In the think phase, the model reasons about the current state of the task. With chain-of-thought (CoT) prompting, this reasoning is made explicit as text before any action is chosen. Writing a plan makes better action choices more likely because intermediate reasoning tokens improve the probability distribution for subsequent tokens. This is not metaphorical: Wei et al. (2022) measured this effect empirically across arithmetic, commonsense, and multi-step tasks.

In the act phase, the agent either calls a tool by outputting structured JSON, or generates a final response. Tool calls are not executed by the model; the application layer executes them and injects the result back into the context for the next observe phase. This cycle continues until the task is complete or a safety limit is reached.

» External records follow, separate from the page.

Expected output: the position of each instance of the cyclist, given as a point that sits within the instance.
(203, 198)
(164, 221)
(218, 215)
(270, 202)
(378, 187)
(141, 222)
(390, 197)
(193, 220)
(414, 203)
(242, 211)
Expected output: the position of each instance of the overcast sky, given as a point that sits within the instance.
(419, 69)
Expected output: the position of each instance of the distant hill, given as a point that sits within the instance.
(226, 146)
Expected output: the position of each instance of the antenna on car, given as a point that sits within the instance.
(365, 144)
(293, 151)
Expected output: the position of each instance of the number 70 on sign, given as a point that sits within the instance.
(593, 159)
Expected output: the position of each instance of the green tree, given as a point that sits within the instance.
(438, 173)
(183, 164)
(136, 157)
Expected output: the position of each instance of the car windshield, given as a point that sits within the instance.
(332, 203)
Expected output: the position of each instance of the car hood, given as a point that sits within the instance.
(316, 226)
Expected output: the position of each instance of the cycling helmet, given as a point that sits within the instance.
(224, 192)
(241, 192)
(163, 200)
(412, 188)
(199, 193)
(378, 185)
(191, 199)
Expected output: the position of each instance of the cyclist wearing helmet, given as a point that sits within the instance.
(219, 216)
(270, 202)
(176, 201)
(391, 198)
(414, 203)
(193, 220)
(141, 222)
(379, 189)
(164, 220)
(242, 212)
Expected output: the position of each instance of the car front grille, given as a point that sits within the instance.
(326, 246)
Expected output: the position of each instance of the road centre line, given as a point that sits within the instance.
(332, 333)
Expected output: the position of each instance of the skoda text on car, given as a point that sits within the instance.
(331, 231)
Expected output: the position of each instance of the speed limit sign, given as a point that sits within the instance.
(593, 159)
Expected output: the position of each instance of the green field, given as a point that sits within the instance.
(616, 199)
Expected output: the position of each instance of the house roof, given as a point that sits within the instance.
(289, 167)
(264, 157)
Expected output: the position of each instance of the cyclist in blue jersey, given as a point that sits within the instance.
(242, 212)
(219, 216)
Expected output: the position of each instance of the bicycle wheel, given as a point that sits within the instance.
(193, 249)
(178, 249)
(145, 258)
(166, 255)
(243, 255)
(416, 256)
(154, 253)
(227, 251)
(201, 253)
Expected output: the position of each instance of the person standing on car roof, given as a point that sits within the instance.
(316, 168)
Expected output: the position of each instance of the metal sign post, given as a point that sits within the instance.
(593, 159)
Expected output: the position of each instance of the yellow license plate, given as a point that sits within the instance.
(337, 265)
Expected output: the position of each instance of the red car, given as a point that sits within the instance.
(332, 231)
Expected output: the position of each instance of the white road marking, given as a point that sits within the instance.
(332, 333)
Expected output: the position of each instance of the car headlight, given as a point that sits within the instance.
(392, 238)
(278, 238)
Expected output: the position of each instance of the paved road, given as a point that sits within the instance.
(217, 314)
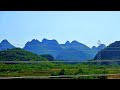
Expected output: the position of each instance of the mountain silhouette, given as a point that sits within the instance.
(51, 47)
(111, 52)
(4, 45)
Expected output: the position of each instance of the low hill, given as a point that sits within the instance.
(18, 54)
(111, 52)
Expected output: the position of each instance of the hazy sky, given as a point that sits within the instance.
(86, 27)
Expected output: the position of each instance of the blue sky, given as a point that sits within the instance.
(86, 27)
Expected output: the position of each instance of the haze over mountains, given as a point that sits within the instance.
(67, 51)
(111, 52)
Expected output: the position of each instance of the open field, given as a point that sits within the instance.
(58, 70)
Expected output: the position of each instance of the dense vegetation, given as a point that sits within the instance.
(18, 54)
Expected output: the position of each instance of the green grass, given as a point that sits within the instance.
(54, 69)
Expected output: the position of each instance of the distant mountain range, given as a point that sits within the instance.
(4, 45)
(111, 52)
(67, 51)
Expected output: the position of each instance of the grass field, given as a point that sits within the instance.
(60, 70)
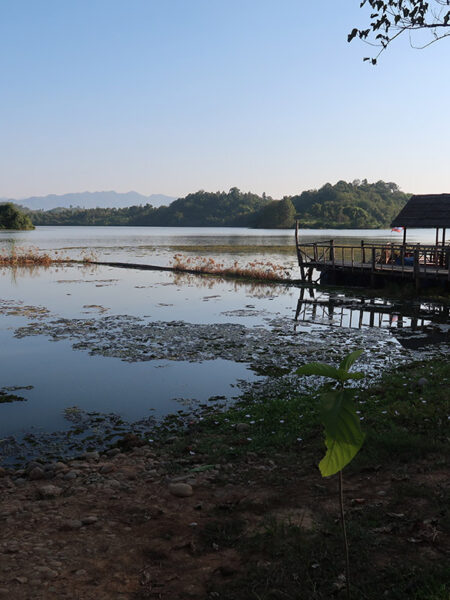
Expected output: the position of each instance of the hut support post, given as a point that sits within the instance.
(443, 248)
(416, 267)
(436, 255)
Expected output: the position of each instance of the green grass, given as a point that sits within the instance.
(393, 551)
(403, 422)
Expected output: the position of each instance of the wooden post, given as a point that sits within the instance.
(416, 267)
(437, 244)
(302, 268)
(373, 265)
(373, 260)
(443, 248)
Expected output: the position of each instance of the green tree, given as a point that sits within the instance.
(279, 214)
(12, 218)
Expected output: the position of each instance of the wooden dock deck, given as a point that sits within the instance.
(374, 264)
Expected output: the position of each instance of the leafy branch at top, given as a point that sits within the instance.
(392, 18)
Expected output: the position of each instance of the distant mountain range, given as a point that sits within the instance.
(93, 200)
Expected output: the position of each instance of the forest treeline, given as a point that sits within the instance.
(358, 204)
(13, 218)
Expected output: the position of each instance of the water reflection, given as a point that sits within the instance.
(415, 325)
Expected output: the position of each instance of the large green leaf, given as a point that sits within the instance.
(319, 369)
(348, 360)
(343, 435)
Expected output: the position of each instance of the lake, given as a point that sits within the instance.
(84, 344)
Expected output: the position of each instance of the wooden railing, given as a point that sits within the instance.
(382, 256)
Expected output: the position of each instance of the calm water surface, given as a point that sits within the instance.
(64, 377)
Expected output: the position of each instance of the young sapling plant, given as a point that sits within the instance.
(343, 435)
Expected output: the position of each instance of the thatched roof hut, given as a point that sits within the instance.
(425, 212)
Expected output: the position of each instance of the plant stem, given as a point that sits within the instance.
(344, 536)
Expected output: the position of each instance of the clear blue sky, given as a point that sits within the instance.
(172, 96)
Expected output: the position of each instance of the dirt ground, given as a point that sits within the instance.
(116, 528)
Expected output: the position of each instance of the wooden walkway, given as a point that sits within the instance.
(374, 264)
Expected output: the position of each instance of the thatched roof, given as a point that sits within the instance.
(429, 211)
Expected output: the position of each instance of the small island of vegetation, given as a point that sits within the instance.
(12, 218)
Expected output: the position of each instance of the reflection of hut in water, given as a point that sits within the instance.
(377, 263)
(414, 325)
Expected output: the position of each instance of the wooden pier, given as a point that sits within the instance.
(374, 265)
(367, 264)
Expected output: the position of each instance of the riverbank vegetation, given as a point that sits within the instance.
(358, 204)
(12, 218)
(279, 516)
(256, 270)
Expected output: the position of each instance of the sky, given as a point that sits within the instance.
(173, 96)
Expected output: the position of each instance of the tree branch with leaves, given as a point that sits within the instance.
(393, 18)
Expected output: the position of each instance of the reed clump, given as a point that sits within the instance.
(257, 269)
(29, 257)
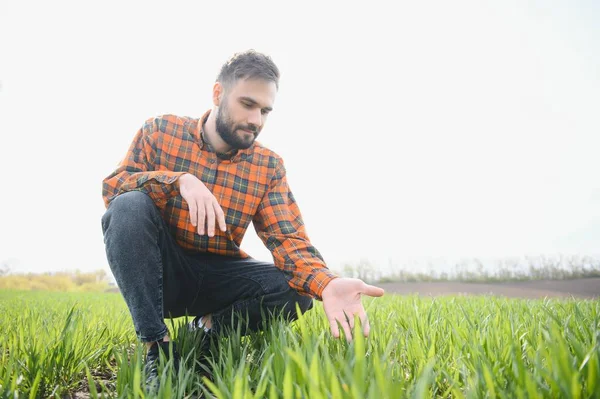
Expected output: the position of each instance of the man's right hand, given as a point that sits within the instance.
(203, 206)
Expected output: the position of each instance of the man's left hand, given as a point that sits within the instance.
(341, 300)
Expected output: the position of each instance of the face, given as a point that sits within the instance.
(243, 110)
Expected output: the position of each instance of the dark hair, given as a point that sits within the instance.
(248, 65)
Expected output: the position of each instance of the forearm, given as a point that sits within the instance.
(159, 185)
(307, 271)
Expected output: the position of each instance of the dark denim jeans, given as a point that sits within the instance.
(159, 280)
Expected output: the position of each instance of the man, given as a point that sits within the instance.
(179, 205)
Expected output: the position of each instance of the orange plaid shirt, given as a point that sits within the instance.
(250, 186)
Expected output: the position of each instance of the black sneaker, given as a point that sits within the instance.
(153, 358)
(203, 339)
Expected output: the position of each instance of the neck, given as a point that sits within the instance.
(213, 137)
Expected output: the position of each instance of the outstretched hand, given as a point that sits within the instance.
(341, 300)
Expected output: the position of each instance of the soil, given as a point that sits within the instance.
(580, 288)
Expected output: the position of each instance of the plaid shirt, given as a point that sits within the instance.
(250, 186)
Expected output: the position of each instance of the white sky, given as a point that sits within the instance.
(409, 129)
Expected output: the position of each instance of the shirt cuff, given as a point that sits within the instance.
(321, 280)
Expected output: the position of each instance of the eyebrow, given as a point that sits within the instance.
(251, 100)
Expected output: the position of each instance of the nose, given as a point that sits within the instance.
(255, 118)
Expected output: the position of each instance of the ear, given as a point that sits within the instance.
(218, 90)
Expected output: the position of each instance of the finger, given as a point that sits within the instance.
(220, 216)
(201, 218)
(349, 320)
(366, 328)
(371, 290)
(334, 328)
(193, 213)
(347, 330)
(364, 321)
(210, 220)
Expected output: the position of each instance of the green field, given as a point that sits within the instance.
(83, 345)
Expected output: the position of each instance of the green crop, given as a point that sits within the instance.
(59, 345)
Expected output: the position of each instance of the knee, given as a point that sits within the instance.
(128, 209)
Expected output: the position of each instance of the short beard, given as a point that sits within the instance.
(227, 129)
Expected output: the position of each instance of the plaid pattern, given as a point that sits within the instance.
(251, 186)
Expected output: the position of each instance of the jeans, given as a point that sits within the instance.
(158, 279)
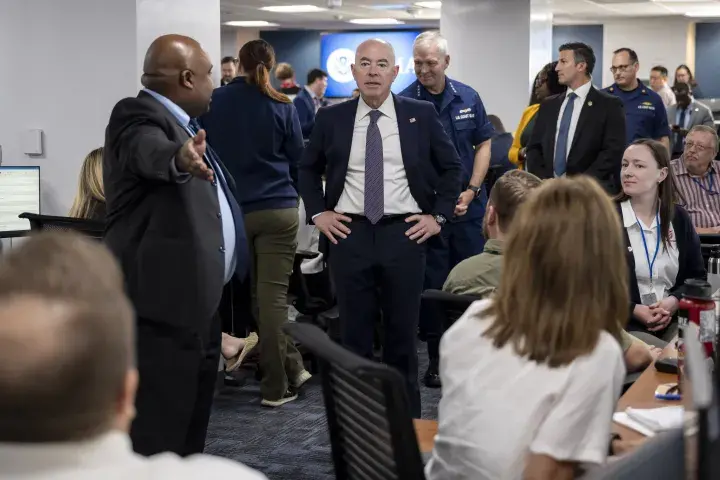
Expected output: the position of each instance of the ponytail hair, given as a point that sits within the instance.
(257, 58)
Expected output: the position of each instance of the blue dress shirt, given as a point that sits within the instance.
(228, 223)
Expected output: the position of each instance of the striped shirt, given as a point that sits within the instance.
(701, 195)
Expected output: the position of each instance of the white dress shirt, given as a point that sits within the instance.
(110, 457)
(398, 199)
(582, 93)
(498, 407)
(667, 263)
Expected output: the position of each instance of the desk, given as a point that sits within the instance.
(640, 395)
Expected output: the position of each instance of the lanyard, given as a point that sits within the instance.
(651, 264)
(712, 183)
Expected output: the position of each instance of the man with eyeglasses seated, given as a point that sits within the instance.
(645, 115)
(696, 177)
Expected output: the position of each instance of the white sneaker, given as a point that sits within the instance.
(300, 380)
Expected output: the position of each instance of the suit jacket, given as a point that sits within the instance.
(699, 115)
(167, 235)
(690, 259)
(431, 161)
(305, 106)
(597, 146)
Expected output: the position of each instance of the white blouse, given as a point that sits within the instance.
(667, 262)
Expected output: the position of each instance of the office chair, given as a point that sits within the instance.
(90, 228)
(368, 412)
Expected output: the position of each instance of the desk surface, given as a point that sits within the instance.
(640, 395)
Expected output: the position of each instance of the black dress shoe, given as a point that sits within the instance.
(432, 378)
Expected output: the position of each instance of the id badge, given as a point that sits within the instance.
(648, 299)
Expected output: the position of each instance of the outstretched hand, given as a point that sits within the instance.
(190, 158)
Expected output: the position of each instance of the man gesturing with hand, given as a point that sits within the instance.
(174, 224)
(393, 179)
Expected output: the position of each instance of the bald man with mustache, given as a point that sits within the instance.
(393, 179)
(177, 230)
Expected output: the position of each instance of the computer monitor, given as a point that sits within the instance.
(702, 427)
(19, 193)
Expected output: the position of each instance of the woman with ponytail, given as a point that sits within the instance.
(256, 132)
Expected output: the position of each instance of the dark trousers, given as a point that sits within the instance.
(378, 269)
(177, 370)
(458, 241)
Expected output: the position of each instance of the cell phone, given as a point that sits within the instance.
(668, 391)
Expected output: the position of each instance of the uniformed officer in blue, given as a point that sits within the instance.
(645, 115)
(463, 115)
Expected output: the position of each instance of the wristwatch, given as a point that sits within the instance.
(475, 190)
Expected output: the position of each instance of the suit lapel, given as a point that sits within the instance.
(585, 115)
(345, 124)
(407, 130)
(556, 105)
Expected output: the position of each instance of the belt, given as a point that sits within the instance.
(385, 220)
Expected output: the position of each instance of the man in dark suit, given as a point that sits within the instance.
(309, 99)
(177, 230)
(581, 131)
(393, 177)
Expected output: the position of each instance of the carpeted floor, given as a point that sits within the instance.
(287, 443)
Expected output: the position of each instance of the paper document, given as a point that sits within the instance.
(623, 419)
(658, 419)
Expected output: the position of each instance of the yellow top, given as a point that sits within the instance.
(528, 114)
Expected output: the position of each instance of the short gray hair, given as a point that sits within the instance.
(708, 130)
(432, 39)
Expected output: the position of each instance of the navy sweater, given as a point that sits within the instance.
(260, 142)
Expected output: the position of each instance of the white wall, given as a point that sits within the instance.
(62, 73)
(490, 41)
(65, 64)
(657, 41)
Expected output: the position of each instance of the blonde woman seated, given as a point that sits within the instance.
(531, 377)
(89, 201)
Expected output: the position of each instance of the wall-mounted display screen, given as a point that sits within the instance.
(337, 52)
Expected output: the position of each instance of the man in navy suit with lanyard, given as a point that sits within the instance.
(393, 180)
(174, 224)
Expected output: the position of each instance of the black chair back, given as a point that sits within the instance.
(368, 412)
(90, 228)
(448, 306)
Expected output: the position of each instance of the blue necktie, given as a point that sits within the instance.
(563, 134)
(374, 171)
(241, 248)
(678, 143)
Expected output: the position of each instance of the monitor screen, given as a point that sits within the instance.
(337, 53)
(19, 193)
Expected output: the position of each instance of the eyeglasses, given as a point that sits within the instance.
(699, 147)
(621, 68)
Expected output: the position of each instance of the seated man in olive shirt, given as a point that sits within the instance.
(480, 275)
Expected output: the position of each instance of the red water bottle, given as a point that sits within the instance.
(697, 306)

The observe-think-act loop is stateless. Every context window is a complete picture of what the agent knows. If information is not in the context, the agent cannot act on it.

With an understanding of the observe-think-act loop in detail in place, the discussion can now turn to chain-of-thought reasoning, which builds directly on these foundations.

6.2 Chain-of-thought reasoning

Chain-of-thought (CoT) reasoning is a prompting technique that elicits step-by-step reasoning from a large language model (LLM) before it produces a final answer. Introduced by Wei et al. at Google in 2022, it significantly improves performance on tasks requiring arithmetic, commonsense reasoning, and multi-step problem solving. Zero-shot CoT, the version that appends "Let's think step by step" to a prompt, works because modern LLMs have encountered enough reasoning patterns in training data to activate this behaviour without examples.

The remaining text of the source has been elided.